Setelah homo sapiens benar-benar menguasai banyak hal tibalah mereka di titik di mana segala macam penemuan produk budaya berpikir lahir. Akan tetapi dunia saat itu masih mengalami pukulan telak akibat kelaparan, perang dan penyakit. Akan tetapi seiring berjalanya waktu sapien berubah homo deus mampu mengatasi semua hal. Bahkan kini hal itu justru terbalik mati bukan karena lapar tapi karena obesitas, mati bukan karena perang tapi depresi dan mati bukan karena wabah akan tetapi karena bunuh diri, kecelakaan dll.
Setelah homo deus menguasai dunia dengan perangkat teknologi. Kini mereka merebut data, semua hal dalam hidup ini hanya perkara informasi yang bisa diakses dengan mudah. Lewat laman seperti Google, Amazon, Alibaba dan lainya bisa sangat mudah mengunduh hal-hal yang diinginkan. Sehingga dengan segala data mutahir itu homo deus berpikir untuk immortalitas alias bagaimana menjadi abadi.
Mereka berlomba bagaimana hidup bisa lebih panjang. Ketiga agama menyebut bahwa kematian adalah perpisahannya ruh dengan jasad sedangkan sains berkata bahwa kematian adalah ketika tidak berfungsinya organ dalam tubuh misalnya jantung yang berhenti tak mengalirkan darah ke seluruh urat nadi. Mereka mencoba menciptakan teknologi yang dapat menopang kehidupan buatan.
Walaupun teknologi datang belakangan dari manusia akan tetapi teknologi justru mampu merubah segalanya dalam sekejap.

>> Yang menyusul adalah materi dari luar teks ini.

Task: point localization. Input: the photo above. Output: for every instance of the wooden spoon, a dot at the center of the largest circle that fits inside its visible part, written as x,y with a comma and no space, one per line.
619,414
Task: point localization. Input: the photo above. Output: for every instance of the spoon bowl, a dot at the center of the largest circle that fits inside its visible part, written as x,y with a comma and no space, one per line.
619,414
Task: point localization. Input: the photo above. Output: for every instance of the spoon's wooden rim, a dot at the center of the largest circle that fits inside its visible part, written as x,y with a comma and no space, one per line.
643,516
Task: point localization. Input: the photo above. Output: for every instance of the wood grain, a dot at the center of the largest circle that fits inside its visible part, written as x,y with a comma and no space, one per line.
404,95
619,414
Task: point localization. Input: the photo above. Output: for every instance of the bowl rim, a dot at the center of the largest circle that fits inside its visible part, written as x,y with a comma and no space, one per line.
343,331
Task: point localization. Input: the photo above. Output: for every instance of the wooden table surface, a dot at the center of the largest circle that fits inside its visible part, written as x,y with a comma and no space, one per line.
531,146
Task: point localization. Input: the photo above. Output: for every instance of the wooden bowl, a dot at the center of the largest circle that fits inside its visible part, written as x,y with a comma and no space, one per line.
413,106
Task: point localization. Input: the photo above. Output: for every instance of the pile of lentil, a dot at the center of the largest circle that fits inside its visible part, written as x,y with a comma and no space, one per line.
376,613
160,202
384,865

Di sinilah seharusnya kita sadar akan kemanusiaan, karena bagaimanapun kita sedang dijebak oleh yang mengendalikan teknologi. Lewat teknologi lah rasa kemanusiaan justru luntur alias mudah teraleniasi.
Orang-orang justru mengantungkan hidup lewat teknologi. Robot diciptakan dan dianggap sebagai penyedia kebahagiaan. Padahal kebahagiaan itu abstrak dan sulit dilukiskan. Sejak lama Albert Camus mewanti-wanti bahwa semakin kau kejar kebahagiaan justru tak akan kau temui jua. Apalagi jika dikontekstualkan dengan saat ini kebahagiaan semakin mengalami absurditas.
Lantas jika teknologi adalah problem maka apakah ada cara melawannya. Pertama dalam era big data kita perlu menghapus data-data agar hidup tidak kecanduan di sana, kedua lawan teknologi adalah dengan moralitas. Hanya lewat cara itulah berarti kita tengah memupuk kesadaran bahwa secanggih apapun teknologi, ia rapuh. Kita memang harus mengurai kembali bahwa nama adalah identitas, sedangkan diri adalah personalitas. Kita secara hati nurani itu adalah sesungguhnya dan teknologi bukanlah apa-apa. Maka pergunakan saja secukupnya sesudah itu tetap bahwa humanitas adalah yang perlu diperkuat. Karena dewasa ini persinggungan dengan teknologi akan berdampak pada dehumanisasi alias hilangnya sentuhan kemanusiaan.